Yes. The good news is Thinc is designed to make this sort of thing pretty easily...The bad news is there's no real documentation, and the API is unstable. You could also just use Tensorflow or PyTorch if you wanted to write a different model yourself.
Here's a quick example of what things would look like in Thinc. The main thing to understand is that Thinc takes a very "functional programming" view of the problem of wiring neural networks together. A model is just a function that can return a callback to do the backward pass. Then we write other functions to compose these models.
Let's say we want to have some model feed-forward into three separate output layers. The function to compose them would look like this:
# Note: Example code that I have not run.
from thinc.api import wrap
def multiplex(lower_layer, output_layers):
''''Connect a lower layer to multiple outputs. The resulting layer outputs a tuple of values, and expects a tuple of gradients.'''
def multiplex_forward(inputs, drop=0.):
'''Perform the forward pass, and return a callback to complete the backward pass.'''
hidden, get_d_inputs = lower_layer.begin_update(inputs, drop=drop)
outputs = []
get_d_hiddens = []
for output_layer in output_layers:
output, get_d_hidden = output_layer.begin_update(hidden, drop=drop)
outputs.append(output)
get_d_hiddens.append(get_d_hidden)
def multiplex_backward(d_outputs, sgd=None):
'''Callback to complete the backward pass. Expects the gradient w.r.t. the outputs,
and a callable, 'sgd', which is the optimizer.'''
d_hidden = get_d_hiddens[0](d_outputs[0], sgd=sgd)
for d_output, get_d_hidden in zip(d_outputs[1:], get_d_hiddens[1:]):
d_hidden += get_d_hidden(d_output, sgd=sgd)
d_inputs = get_d_inputs(d_hidden)
return d_inputs
return outputs, multiplex_backward
# Turns our function into a thinc.model.Model instance, and remembers its sublayers (for serialization etc)

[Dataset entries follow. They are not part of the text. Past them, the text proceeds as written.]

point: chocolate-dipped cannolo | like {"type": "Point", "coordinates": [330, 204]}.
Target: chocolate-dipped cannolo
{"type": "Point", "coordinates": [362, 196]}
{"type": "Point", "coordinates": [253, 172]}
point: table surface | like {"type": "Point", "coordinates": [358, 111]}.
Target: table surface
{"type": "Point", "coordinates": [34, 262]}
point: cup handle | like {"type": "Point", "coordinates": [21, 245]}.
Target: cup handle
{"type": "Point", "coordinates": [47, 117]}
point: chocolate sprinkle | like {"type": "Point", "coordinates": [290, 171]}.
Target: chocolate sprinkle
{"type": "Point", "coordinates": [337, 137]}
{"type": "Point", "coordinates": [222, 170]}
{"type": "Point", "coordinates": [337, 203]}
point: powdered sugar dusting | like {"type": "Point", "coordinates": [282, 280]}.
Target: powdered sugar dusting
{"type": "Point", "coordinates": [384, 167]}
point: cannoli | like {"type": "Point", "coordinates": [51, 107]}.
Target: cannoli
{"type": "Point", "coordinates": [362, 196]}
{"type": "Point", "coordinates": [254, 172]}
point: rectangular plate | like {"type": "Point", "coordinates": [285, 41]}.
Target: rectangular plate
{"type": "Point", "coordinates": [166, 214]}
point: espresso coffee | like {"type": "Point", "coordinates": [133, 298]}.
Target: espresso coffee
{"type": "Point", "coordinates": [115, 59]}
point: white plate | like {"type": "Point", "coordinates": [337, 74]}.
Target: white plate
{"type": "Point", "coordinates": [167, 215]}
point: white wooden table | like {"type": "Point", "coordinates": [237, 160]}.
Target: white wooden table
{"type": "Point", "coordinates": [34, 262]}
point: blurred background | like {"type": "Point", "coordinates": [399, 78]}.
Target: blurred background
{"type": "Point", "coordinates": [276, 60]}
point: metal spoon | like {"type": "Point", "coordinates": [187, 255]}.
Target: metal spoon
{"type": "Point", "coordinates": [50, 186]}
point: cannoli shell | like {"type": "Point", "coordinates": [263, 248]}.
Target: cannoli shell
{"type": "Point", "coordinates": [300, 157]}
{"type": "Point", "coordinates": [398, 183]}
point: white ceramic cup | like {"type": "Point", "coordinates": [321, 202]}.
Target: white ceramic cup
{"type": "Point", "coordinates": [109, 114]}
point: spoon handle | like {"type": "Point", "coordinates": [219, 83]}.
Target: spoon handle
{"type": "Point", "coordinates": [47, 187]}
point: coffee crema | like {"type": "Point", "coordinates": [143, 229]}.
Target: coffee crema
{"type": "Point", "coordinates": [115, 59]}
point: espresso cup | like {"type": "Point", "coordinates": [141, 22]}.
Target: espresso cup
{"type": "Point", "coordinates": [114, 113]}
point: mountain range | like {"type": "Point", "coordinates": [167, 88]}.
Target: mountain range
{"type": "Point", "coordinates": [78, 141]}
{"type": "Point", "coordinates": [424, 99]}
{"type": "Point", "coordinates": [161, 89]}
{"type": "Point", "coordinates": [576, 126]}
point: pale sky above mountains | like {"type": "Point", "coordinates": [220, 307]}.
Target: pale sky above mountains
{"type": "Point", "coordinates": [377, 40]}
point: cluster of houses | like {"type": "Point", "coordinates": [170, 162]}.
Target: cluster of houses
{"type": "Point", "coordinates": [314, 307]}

model = wrap(multiplex_forward, [lower_layer] + outputs)
return model
I haven't run that, so it's probably full of bugs --- but it should be roughly what you would need to do. Logically, if you connect 3 output layers to some input layer, the gradients from those output layers get summed to compute the gradient to feed back to the input. (It might be tempted to weight that sum, if some output is less important than another. This can work, but equivalently you can just weight the loss function producing the gradients that are flowing down. This should give you the same thing, while being a bit cleaner and easier to describe.)